COLORADO SPRINGS, Colo. - The CDC announced Monday that doctors across the U.S. will be conducting a study to investigate the long term side effects of drinking water contaminated by PFAS and PFCS -- man-made chemicals that can get into groundwater, soil, and eventually into your cells.
The PFAS levels in El Paso County have registered more than 1,000 times higher than the health advisory limit set by the Environmental Protection Agency for similar chemicals. And while clean up efforts have taken place, in some cases the damage has already been done.
In the next few months, hundreds of residents in El Paso County will be invited to join this new study that looks at the relationship between exposure and health outcomes.
"It's a group of chemicals that was created in the 1950's," said Liz Rosenbaum, founder of the Fountain Valley Clean Water Coalition. "Our organization started in November of 2016. Our main focus was understanding what PFAS was and what this contamination meant to our community."

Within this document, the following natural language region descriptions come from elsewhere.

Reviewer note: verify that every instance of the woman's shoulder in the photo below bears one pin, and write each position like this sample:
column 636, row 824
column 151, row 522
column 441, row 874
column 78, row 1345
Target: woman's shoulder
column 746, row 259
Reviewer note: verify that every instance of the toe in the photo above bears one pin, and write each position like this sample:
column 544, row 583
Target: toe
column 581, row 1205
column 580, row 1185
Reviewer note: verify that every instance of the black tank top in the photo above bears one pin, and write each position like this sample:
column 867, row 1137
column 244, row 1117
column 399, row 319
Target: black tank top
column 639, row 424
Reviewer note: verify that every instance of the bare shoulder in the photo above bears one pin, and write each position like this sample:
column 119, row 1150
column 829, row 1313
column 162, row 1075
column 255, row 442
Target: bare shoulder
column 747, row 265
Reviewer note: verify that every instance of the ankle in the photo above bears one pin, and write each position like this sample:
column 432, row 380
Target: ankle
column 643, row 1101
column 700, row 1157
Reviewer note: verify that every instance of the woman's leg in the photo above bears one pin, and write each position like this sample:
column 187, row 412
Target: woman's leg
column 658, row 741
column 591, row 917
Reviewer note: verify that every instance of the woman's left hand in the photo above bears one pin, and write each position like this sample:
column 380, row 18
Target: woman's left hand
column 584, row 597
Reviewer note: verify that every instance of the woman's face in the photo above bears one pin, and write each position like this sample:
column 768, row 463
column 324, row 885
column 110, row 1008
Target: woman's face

"This new research study is a great step forward in understanding the health effects from this contamination to the residents of the community who lived here before 2016," she said.
So what makes this study different? Seven major medical institutions will work together on this multi-site study. In Colorado, the grant has been awarded to Dr. John Adgate at the University of Colorado Anschutz Medical Campus.
His team will look at exposures in El Paso County by taking blood samples from 1,000 adults and 300 children.
They'll look at the immune system, increased cancer risk, fertility, and issues with growth.
"The big unknown with PFAS compounds is what the human health effects are from long-term exposure," said Dr. John Adgate.
Dr. Adgate has already been working with citizens in the Fountain area for the past few years and he's excited to work on the national study and answer important questions.
"What happened there is sort of an unfortunate natural experiment because we have people who are highly exposed and got much higher than national background levels of number of the PFAS compounds in their blood," he said.
Concerned citizens like Rosenbaum say it's important to understand these contaminants so we don't repeat similar mistakes.
Each institution has been given one million dollars in grant money. The study starts this week and will run for 5 years.